The Most Important Room in the House? The Mudroom

In Maine, we don't have Spring - we have 'Mud Season'.  All that permafrost that's set up over the winter is starting to melt and venturing off your driveway could land you ankle deep in the soft, gooey mess.  Your rubber floor mats become the most important accessory in your car (okay, maybe right behind your cell phone charger).  And walking the dog means 20 minutes of clean up, when you return home, to get those muddy paws clean.

That's when you start to realize why we're so passionate about Mud Rooms up here (disclaimer - we don't have a mudroom in our own house, so all of this is said with Mud Room envy).  

This house has a brand new mudroom - and a pretty big one at that.  And I want it to be amazing!  It will have every detail that I'd have in my own mudroom......if I actually had one :-)

So we've started from the bottom up.  First step, a great floor.  We need a durable surface, that can stand up to beach sand, snow, ice and mud.  I found a great porcelain tile, that mimics stone, without all the maintenance.  And since the mudroom is where you strip off your boots and walk around in your socks, we've installed a heated floor, underneath this great tile. Won't that be a treat on a cold night?

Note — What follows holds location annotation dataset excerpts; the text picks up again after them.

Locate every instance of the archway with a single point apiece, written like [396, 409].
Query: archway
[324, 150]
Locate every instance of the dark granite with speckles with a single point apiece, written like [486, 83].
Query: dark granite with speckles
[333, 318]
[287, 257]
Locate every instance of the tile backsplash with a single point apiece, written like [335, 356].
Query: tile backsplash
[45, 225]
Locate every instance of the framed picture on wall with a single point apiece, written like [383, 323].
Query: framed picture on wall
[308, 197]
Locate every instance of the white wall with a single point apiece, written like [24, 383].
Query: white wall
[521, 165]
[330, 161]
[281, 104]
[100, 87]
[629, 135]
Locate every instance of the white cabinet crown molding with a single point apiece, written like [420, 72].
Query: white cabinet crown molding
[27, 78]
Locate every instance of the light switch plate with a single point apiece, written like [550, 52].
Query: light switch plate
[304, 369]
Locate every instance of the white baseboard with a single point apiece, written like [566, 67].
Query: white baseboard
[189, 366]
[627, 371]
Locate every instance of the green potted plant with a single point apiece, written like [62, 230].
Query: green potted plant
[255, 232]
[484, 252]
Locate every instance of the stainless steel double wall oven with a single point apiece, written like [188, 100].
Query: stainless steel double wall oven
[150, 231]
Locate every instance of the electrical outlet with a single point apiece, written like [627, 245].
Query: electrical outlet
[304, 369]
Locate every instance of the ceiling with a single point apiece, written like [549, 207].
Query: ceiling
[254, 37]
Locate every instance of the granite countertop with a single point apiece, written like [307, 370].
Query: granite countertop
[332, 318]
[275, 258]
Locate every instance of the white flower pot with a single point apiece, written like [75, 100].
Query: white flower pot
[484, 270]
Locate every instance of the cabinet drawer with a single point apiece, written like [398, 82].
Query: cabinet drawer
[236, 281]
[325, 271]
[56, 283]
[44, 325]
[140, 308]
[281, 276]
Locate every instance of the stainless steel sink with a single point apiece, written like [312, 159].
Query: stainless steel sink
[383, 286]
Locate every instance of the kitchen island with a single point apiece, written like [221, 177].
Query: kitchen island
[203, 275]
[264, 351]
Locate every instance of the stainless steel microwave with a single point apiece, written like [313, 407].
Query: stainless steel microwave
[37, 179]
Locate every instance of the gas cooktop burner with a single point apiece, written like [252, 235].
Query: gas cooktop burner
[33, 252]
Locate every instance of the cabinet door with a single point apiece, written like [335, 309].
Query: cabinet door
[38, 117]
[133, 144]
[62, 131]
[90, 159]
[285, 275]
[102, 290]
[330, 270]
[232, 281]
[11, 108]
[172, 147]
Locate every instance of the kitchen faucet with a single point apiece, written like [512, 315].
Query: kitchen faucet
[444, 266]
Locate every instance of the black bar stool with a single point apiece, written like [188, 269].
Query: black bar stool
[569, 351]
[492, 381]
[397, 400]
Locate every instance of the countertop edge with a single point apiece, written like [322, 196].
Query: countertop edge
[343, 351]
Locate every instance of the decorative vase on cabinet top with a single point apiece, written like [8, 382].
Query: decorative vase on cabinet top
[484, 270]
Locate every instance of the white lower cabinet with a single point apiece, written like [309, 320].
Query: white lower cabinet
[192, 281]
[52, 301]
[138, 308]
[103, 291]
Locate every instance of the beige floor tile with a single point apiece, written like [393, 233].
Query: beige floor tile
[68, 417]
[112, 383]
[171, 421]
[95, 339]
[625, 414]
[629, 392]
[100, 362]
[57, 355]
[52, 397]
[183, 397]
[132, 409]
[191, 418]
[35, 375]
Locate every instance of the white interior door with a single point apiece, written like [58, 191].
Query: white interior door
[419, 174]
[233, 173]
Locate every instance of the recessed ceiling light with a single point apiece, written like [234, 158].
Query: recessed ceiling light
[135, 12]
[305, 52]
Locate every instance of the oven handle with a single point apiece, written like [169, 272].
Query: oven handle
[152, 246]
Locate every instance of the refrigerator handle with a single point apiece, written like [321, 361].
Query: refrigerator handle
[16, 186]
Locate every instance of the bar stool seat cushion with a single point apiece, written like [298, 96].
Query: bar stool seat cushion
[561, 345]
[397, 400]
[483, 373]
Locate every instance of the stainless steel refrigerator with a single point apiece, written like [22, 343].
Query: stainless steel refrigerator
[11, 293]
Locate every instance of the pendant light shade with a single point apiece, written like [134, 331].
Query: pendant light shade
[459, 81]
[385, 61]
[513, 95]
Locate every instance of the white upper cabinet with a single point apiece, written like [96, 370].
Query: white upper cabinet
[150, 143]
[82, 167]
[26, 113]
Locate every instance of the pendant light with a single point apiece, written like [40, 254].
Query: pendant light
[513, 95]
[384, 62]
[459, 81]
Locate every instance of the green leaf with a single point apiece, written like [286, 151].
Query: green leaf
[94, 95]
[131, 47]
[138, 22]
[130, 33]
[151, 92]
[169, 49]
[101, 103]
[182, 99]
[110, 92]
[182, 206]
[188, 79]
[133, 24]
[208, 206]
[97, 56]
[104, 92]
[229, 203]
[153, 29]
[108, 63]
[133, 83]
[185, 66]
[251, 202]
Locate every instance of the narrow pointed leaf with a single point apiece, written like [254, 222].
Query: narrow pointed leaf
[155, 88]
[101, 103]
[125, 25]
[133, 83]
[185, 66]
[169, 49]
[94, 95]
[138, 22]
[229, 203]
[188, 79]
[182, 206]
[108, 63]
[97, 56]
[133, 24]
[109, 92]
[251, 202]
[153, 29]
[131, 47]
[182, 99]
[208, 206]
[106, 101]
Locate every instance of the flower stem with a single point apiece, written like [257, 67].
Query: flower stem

Next, we need storage.  With all our different seasons, everyone has a lot of coats (and boots and hats and gloves.....well, you get the picture).  And you need someplace to put all that stuff!  Not to mention beach stuff, when mud season finally retreats.

So I started with this Ballard Designs storage unit that I found on sale.  It has 2 big drawers below and a spacious cabinet at the top.  I really like it, but now that it's in the space, I think it's a bit short and squatty.  It looks odd, the crown molding is right at eye level and seems to be jutting out when you walk by.   So we're going to do a Ballard Hack!

To make it taller, Justin created an extra storage compartment in the middle (we plan to paint the whole thing white, BTW). This is a great place to put baskets, to store hats and gloves.

Next, he built a boot bench, so as you come in the door, there's a convenient place to sit down and remove your boots.  Of course it will have storage below for boots and shoes.  And once it's done, I've made this custom polka dot cushion to make it a bit more comfortable!

Mudroom Storage Wall - all the woodwork will be painted white

And on the opposite wall, he built a bead board wall for lots of coat hooks, to hang up all your stuff!
We just need to add coat hooks!
With all that white bead board, I'm thinking about Tidewater Blue on the section of wall at the top
Restoration Hardware Circa 1900 Steamliner Fixture in Polished Nickel
For lighting, we're installing these Restoration Hardware nautical style lights.  I LOVE them!!  There is only one bulb, so I'll install 2 of them, since the room is 13' long.

At the back of the mudroom, there's a powder room, which is also pretty convenient.  I'll be sharing more about that soon!

But for now, we're ready for mud season.  Bring on the spring thaw!!